Probabilistic Tunneling

Suppose that you own two accounts and you want to move money from one account to another, but there are some limits on how much you can transfer between these two accounts. 

This might sound like a weird problem, but the limit does exist in real life. For example, CCP government limits how much mainland Chinese can transfer from their CNY accounts to oversea accounts ($50,000 per year).  The US government also limits how much their people can contribute to Roth IRA ($6,000 per year). 

If both accounts can access the same market, it's possible to do the transfer w/o transacting between two accounts. It's called statistical tunneling. Here is how it works:

Say that you have some opinion on the market, You can long or short the market, buy or sell volatility.  The exact strategy doesn't matter, but you always execute your favorable trades on one account, and simultaneously execute one equal but opposite trade on the other.  

As long as you have more than 50% chance to be correct -- basically better than a monkey flipping a fair coin :-) , you can effectively move money from one account to another. The strategy will generate a loss on the source account , which may be desirable for tax purpose.

You don't need to be 100% correct on your trades because the combined accounts will never lose money except transaction cost. If you have zero or very low commission fees, you can trade as often as you want. 

If you're consistently wrong about the market, that's also OK. Just flip your trades and the money should flow in the opposite direction. So, you can overlay this strategy onto whatever overall portfolio you have, and the money will move from one account to another. 

Friday, April 7, 2023

Portfolio Migration

For the few who follow this blog, I started to implement the last step of my portfolio adjustment as planned at the end of 2021 

I plan to migrate 50% cash to 50% bond in the coming years. The pace of the migration will follow the pace of Fed's rate hikes. My target is to reach 50% TMF when Fed slows down or pauses rate hikes. 

Here is the timeline of my portfolio migration:

1. Dec 2021: 100% TQQQ/UPRO => sell TQQQ => 50% UPRO + 50% Cash - (This is triggered by my decision to retire, a major lifestyle change)

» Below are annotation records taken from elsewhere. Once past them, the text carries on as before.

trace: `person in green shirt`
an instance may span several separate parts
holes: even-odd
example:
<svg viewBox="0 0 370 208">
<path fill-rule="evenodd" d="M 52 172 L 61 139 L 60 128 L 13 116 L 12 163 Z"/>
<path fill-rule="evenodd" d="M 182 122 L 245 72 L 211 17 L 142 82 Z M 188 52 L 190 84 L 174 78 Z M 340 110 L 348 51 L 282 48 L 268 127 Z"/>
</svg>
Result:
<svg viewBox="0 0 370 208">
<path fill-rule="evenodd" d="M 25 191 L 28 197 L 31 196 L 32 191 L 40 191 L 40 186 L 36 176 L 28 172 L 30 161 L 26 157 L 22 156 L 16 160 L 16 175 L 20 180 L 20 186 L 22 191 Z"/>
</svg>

2. Jan 2022: Apply for HELOC as emergency fund - (Prepare for enduring 4~5 yrs downturn w/o any major lifestyle or portfolio change)

3. Feb 2022:  Say Goodbye to W2 - (Retire when my W2 makes no difference as planned in 2012

4. Mar -June 2022: 50% cash => build a bond ladder using 1~1.5 yr treasury - (I didn't go long duration to avoid the problem similar to what brought down SVB).

5. Mar 2023 ~: As my bond ladder reaches maturity, I started to convert them to TMF (and maybe buy some FAS opportunistically) 

Once the migration is done, I plan to hold the position for a while. I won't rebalance unless TMF spikes or UPRO outgrows TMF by a large margin.